K.WEST: Gibt es also bei Ihnen eine Sehnsucht nach mehr Ernsthaftigkeit, intensiveren Rollen?
PAUL: Ja. Ja. Auf jeden Fall. Natürlich, aber ich mag auch Komödie, mag leichte Stoffe. Aber Film und Theater haben doch eine Verantwortung, die Dinge aufzuzeigen, die in der Gesellschaft quer liegen. Deshalb sucht man lieber nach solchen Rollen als nach seichter Unterhaltung.
K.WEST: Das Publikum im Theater kann sehr direkt sein – es hustet, es murrt, es bleibt einfach weg.

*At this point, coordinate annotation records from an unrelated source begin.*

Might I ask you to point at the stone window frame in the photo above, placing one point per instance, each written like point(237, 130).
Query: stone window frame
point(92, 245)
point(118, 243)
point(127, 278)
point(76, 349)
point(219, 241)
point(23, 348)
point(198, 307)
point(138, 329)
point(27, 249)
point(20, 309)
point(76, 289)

Und die Theaterkritik ist ebenfalls gemeiner als die Filmkritik.
PAUL: Meinen Sie, die ist böser?
K.WEST: Bestimmt. Man wird ganz besonders auf Sie schauen. Sind Sie gewappnet?
PAUL: Es wird mich, wenn es kommt, treffen. Dann muss ich damit leben. Wichtiger ist, dass die Regisseurin mit meiner Arbeit zufrieden ist. Daran halte ich mich. Sonst würde ich mich verrückt machen.
K.WEST: Tschechows Figuren sind Klippengänger, hoch gefährdet. Sie hingegen sind eine Frau, der Seriosität wichtiger ist als Glamour. Die nicht nur unterhalten, sondern auch politisch handeln will. Man könnte den Eindruck haben, dass Tschechow Ihnen denkbar fremd sein muss.
PAUL: Ist es wirklich so, dass Figuren, die auf der Klippe stehen, mit einem nichts zu tun haben, solange man keine eigene Drogenkarriere hinter sich hat oder manisch-depressiv ist? Diese Auffassung begegnet mir komischerweise oft. Das Leben bietet doch viele Grenzsituationen, ohne dass man die der Öffentlichkeit mitteilen wollte. Ich bin jemand, der nicht dadurch intensiver lebt, indem die Sachen öffentlich passieren. Ich habe das Gefühl, deutsche Feuilletonisten hätten am liebsten die ganze Zeit bloß abgerockten Punk. Darin liegt doch nicht die Tiefe begraben, dass ich mir dreckige Klamotten anziehe und mir die Haare rot färbe.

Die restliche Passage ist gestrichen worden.